Why Public Policy Disasters Happen
I think if there’s one breakthrough that I’ve made in my new book, it’s about civilization. And it came totally by accident. I was working on another idea altogether – it was the idea of Hormegeddon, how it happened, public policies, why they go bad, and all that kind of stuff. And in the course of it, this notion about how civilization arose and what role it plays and how it works came up, and I worked on it in the book and I was very happy with that result. I thought I’d made a real contribution to the history of thinking of civilization.
But anyway, we’re describing why it is that these things happen. And they happen because we’re bred for them. We’re made for them so when the guy comes into the village and says, “Another tribe is going to attack. What do we do?” We don’t sit down and say, “Well, what do you mean by ‘attack’? Is it really another tribe? What do you they really want? Why don’t we just sit down and talk to them?” No, we’re not bred for that at all. We’re bred – and those of us who did not do this, by the way, are now extinct. We’re bred to grab our shield and grab our sword and go and meet the enemy.

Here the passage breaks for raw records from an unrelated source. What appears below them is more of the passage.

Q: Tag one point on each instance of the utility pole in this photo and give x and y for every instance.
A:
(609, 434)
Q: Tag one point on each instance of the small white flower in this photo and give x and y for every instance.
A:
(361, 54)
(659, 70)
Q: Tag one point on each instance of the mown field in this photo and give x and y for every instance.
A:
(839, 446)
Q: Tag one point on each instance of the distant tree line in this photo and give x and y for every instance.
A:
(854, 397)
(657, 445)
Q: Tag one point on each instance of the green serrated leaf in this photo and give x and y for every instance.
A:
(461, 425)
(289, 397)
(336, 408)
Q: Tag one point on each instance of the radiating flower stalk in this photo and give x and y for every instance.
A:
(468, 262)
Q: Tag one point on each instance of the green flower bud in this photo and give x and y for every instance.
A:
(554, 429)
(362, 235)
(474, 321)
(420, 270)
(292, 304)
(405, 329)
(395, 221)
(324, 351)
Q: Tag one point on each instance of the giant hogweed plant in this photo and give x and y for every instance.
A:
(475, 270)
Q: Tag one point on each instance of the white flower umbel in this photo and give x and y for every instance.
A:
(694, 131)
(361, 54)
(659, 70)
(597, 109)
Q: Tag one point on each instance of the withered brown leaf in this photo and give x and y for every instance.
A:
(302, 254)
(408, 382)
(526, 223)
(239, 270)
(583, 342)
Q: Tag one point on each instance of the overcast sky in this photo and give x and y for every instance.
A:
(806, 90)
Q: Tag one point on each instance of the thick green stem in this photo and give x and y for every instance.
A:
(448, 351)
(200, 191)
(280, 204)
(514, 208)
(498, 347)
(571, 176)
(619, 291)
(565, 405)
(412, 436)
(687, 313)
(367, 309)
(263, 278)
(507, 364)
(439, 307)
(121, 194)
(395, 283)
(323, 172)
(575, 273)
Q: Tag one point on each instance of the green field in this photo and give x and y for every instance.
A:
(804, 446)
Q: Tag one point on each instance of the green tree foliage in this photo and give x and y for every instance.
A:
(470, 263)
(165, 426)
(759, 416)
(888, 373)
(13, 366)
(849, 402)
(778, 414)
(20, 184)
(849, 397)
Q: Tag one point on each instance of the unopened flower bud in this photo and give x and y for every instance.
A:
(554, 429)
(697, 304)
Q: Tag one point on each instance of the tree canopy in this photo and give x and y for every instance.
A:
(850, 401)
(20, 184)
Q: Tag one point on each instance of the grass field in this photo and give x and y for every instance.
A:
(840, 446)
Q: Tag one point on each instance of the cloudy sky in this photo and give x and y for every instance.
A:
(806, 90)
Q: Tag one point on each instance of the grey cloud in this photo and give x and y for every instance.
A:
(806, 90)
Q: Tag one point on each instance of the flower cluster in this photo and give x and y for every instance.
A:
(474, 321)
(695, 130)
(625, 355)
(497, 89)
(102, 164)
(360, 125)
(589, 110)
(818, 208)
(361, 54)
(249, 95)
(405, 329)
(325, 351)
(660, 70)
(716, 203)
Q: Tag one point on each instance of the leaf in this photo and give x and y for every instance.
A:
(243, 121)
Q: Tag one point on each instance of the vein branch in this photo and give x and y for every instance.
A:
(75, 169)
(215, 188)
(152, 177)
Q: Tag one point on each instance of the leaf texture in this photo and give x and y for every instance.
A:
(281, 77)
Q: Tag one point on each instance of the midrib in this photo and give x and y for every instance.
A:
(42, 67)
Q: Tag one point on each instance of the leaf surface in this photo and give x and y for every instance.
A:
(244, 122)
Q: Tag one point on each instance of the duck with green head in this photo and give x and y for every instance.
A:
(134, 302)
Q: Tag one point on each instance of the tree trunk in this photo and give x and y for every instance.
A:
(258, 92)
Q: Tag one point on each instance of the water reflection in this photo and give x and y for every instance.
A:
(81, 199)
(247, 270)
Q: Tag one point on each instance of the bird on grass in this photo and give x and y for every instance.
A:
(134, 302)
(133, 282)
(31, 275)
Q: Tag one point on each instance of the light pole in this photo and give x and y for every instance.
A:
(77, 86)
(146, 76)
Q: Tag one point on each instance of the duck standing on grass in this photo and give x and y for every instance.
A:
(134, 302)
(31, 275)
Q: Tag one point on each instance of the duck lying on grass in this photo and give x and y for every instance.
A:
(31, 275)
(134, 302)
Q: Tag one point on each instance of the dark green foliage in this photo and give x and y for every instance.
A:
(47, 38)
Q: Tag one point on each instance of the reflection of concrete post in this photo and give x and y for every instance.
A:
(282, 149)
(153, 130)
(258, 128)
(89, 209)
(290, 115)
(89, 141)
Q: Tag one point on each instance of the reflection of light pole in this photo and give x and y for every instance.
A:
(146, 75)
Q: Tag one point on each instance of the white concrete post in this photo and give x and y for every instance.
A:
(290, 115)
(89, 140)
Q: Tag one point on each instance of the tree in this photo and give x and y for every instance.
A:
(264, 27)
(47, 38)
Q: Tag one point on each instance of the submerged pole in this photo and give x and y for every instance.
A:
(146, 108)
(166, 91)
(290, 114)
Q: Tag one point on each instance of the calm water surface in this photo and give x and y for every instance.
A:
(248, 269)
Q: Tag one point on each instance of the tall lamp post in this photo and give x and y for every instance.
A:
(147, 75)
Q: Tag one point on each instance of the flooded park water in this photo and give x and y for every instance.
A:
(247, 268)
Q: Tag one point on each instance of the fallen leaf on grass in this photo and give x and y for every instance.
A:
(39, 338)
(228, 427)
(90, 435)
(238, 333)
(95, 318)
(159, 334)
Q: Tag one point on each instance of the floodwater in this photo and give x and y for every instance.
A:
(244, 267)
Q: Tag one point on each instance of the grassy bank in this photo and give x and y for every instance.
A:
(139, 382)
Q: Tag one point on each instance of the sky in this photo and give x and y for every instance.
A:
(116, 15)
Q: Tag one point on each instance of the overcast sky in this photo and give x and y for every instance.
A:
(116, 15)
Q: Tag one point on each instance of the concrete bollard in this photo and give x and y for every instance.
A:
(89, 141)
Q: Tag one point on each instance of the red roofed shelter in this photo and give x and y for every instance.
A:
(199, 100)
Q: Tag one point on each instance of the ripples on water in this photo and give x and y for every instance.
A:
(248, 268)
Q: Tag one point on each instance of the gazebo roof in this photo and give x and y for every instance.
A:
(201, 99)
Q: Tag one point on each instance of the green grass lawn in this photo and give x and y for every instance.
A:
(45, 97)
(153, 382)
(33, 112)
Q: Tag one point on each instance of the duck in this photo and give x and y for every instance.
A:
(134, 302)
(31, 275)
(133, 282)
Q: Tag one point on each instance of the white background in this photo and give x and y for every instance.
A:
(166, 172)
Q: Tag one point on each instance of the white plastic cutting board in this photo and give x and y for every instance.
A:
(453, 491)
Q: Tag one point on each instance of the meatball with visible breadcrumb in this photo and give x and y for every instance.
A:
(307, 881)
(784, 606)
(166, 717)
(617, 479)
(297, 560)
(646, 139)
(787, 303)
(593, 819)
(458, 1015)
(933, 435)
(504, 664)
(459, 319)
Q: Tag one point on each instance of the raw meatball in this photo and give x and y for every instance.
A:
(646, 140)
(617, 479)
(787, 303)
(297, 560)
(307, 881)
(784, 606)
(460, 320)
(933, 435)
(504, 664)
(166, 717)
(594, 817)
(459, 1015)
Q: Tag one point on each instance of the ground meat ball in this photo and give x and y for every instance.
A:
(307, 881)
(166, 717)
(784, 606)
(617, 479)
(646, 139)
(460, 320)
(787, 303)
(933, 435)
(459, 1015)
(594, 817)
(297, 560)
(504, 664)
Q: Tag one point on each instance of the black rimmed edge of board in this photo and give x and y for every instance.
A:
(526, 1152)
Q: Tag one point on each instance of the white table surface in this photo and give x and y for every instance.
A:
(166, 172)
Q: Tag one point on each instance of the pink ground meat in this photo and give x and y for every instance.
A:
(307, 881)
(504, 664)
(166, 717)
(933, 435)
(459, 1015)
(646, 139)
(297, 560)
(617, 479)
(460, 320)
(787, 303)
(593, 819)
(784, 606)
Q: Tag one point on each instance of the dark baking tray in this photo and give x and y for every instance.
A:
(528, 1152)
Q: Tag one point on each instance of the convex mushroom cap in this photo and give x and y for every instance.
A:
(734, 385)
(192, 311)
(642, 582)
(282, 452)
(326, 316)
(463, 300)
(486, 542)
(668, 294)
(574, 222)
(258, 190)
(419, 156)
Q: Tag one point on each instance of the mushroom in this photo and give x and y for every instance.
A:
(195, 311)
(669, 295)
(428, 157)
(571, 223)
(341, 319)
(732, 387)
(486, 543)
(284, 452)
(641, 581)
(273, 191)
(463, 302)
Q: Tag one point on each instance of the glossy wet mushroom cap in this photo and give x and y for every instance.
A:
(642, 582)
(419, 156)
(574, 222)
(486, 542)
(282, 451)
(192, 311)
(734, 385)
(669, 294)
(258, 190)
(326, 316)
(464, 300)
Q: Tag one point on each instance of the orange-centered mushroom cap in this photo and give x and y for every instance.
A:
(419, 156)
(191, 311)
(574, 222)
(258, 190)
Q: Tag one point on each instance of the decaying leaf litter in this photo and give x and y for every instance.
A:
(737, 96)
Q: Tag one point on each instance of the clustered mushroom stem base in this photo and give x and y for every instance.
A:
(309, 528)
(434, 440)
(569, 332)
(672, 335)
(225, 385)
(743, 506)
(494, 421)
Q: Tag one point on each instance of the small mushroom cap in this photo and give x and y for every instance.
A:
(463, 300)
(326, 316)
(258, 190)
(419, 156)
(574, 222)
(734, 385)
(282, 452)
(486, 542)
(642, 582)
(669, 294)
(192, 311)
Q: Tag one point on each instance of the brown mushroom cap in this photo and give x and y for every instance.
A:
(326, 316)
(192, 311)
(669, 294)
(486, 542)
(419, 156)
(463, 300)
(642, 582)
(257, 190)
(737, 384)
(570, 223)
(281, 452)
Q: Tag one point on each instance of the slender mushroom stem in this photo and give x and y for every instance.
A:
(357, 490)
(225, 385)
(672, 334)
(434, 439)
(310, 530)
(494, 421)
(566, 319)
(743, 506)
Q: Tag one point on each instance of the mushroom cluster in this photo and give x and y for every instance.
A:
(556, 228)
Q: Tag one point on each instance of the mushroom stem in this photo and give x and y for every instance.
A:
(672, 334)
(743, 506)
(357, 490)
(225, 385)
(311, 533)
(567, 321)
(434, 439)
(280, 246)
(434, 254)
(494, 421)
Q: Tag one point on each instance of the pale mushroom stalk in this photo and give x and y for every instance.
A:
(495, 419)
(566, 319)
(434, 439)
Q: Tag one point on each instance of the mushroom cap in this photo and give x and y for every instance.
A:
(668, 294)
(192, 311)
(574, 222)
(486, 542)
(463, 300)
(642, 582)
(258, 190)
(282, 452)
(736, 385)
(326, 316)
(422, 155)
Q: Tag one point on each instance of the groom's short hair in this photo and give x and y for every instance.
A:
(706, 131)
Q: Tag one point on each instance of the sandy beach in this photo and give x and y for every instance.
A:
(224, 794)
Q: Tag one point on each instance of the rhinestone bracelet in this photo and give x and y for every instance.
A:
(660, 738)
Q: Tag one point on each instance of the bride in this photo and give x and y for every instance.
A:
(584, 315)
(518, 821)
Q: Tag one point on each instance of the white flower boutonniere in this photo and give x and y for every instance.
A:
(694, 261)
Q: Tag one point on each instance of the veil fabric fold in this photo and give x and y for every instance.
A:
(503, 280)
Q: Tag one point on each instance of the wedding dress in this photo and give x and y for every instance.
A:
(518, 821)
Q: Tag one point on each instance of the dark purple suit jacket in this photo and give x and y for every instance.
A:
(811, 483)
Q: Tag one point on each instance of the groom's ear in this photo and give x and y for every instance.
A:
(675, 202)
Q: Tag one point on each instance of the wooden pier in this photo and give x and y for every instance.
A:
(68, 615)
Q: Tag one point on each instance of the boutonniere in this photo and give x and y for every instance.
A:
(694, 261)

And a man who doesn’t do that is a coward.
And that’s why, to this very day – here we are, thousands of years later – but we’re still supporting our troops even though if you sit down and think about it for a while, you’d say, “Why are we supporting our troops? What are they doing for us? It seems to me they’re just causing trouble, getting us into trouble and spending a lot of money we don’t have to spend.” But our instinct, our instinct, is to just put that bumper sticker on our bumper that says, “Support our troops.”
And we see a lot of things like that. Our whole society really is run more or less by groups of elites. And the groups of elites follow their own interests. They always have, always will. That’s the way government works. Government is a means of forcing people to do things, and you want to have government on your side.
So the elites run things and the typical person just has no idea. He reacts on emotion, not on real thinking. And so that’s how you get in these Hormegeddon situations. Once you’re getting into them, people want to see you continue. Everybody has an interest in it.
I wrote quite a bit about this, this idea of correction. In your personal life, if you do something stupid, like you invest badly, you run out of money. And the situation cures itself. The problem is gone. Or you do something really lunatic, like you think you can fly, you get up on top of a big barn and you start flapping your arms around and you jump off. The problem solves itself almost immediately. You don’t do that again.
But in public policy, it’s very, very different because in public policy, the policymakers think that humans can fly and so they order the public to get on top of tall buildings and they jump off, flap their wings and all die. And the policymakers then say, “Well, they didn’t do it right.” And so they get another bunch of people to get up on the thing, and it goes on and on.
But we see that in monetary policy, where they’ve been trying to cure this debt crisis with more debt now for the last five years, six years. And it doesn’t work but they just keep doing it. And now they’re announcing – now they’re hinting at another round of QE. Is there any evidence anywhere in the historical record that QE – money printing – actually makes anybody (other than the beneficiary) wealthier? Not that I know of.
If you could make a society richer by printing money, what would Zimbabwe be today? It would be a very different country. Look, but you can’t. And there’s no evidence anywhere in the historical record, which goes back a long, long time because the Romans were clipping the coins like 2,000 ago. It doesn’t work. Of course it doesn’t work. But it doesn’t stop people from wanting to do it.